As afiliações institucionais dos autores devem vir logo abaixo dos nomes, alinhadas à direita, e devem ser iniciadas com o número sobrescrito referente ao seu nome. Devem conter instituição, cidade, estado, país. Nas afiliações, não empregar titulação, utilizar apenas a instituição a qual o autor está e/ou esteve vinculado recentemente para estabelecer a afiliação. Se dois ou mais autores fizerem parte da mesma instituição, atribuir a mesma numeração a estes.
O corpo do resumo deve conter, no mínimo, 400 palavras e, no máximo, 500 palavras (não incluídos o eixo temático, o título, os nomes dos autores, as afiliações institucionais, as palavras-chave e as referências), sendo consideradas somente as palavras do corpo do texto (a partir da palavra “INTRODUÇÃO” até a última palavra da conclusão/considerações finais).
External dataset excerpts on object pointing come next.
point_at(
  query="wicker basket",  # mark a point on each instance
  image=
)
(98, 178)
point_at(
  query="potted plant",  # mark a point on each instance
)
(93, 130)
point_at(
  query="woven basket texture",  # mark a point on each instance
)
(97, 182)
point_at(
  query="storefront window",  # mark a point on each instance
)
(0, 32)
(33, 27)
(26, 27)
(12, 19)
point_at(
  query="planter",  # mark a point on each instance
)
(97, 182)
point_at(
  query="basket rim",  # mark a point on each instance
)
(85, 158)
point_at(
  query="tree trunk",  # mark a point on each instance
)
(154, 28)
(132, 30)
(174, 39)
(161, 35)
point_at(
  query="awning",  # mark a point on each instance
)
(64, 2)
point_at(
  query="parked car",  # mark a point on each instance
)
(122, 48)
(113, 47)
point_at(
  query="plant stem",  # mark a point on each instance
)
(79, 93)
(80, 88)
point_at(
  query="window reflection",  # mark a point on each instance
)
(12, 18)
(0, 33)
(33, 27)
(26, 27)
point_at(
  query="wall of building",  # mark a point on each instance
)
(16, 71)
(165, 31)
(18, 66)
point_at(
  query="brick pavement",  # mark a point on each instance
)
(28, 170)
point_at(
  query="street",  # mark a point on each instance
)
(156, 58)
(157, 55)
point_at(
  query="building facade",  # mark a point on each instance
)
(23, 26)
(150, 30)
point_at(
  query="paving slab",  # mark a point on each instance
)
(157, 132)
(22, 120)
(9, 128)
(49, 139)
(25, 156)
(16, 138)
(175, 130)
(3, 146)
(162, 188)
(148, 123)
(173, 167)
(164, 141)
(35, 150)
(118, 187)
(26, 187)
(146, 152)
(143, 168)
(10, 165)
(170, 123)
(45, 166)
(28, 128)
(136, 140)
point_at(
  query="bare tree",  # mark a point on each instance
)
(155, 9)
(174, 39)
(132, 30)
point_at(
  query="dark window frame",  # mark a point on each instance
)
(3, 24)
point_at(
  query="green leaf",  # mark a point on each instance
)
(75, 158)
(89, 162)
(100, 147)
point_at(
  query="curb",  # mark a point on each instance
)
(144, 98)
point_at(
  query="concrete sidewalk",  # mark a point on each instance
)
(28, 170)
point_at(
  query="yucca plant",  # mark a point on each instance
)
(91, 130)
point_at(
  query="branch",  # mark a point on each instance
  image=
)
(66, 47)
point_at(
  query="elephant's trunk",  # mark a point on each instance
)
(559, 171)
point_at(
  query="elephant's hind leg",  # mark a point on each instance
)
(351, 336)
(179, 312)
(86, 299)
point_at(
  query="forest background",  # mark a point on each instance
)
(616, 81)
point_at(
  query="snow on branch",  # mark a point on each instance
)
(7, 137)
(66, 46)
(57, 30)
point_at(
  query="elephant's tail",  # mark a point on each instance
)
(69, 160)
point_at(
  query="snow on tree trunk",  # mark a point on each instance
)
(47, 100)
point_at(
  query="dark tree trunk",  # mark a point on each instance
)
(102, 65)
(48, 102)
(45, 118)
O resumo do trabalho deverá conter obrigatoriamente a sequência abaixo:
a) INTRODUÇÃO: visão geral sobre o assunto, indicando a relevância da pesquisa; b) OBJETIVO: apresentação do propósito do estudo, iniciando com verbo no infinitivo; c) MÉTODOS: especificação do tipo de estudo, da descrição dos procedimentos utilizados na realização da pesquisa como local, amostra, protocolo, tratamento estatístico, entre outros aspectos que o autor considerar necessário; d) RESULTADOS: destacar os resultados alcançados com o estudo, correlacionando com a literatura vigente, sem necessidade de citação de autores; e) CONCLUSÃO/CONSIDERAÇÕES FINAIS: apresentar as respostas ao objetivo
da pesquisa;
Abaixo do corpo do resumo devem conter as PALAVRAS-CHAVE: Inserir de três 3 (três) a 5 (cinco) palavras-chave, separadas por vírgula. As palavras-chave poderão ser selecionadas de acordo com Descritores em Ciências da Saúde (DeCS) (http://decs.bvs.br/ ) ou Medical Subject Headings (MeSH) (https://www.nlm.nih.gov/mesh/).
Não deve ser empregada citação de referências no corpo do resumo, exceto em casos de referenciais metodológicos. As referências devem ser inseridas ao final do resumo.
Não devem ser incluídos gráficos, figuras e nem tabelas no corpo do resumo.
Não serão permitidas notas de rodapé no resumo.
O uso de abreviaturas será restrito àquelas já identificadas anteriormente por extenso no texto do resumo.
As referências devem ser citadas ao final do resumo, em tópico nomeado como REFERÊNCIAS, de acordo com a formatação recomendada pela ABNT.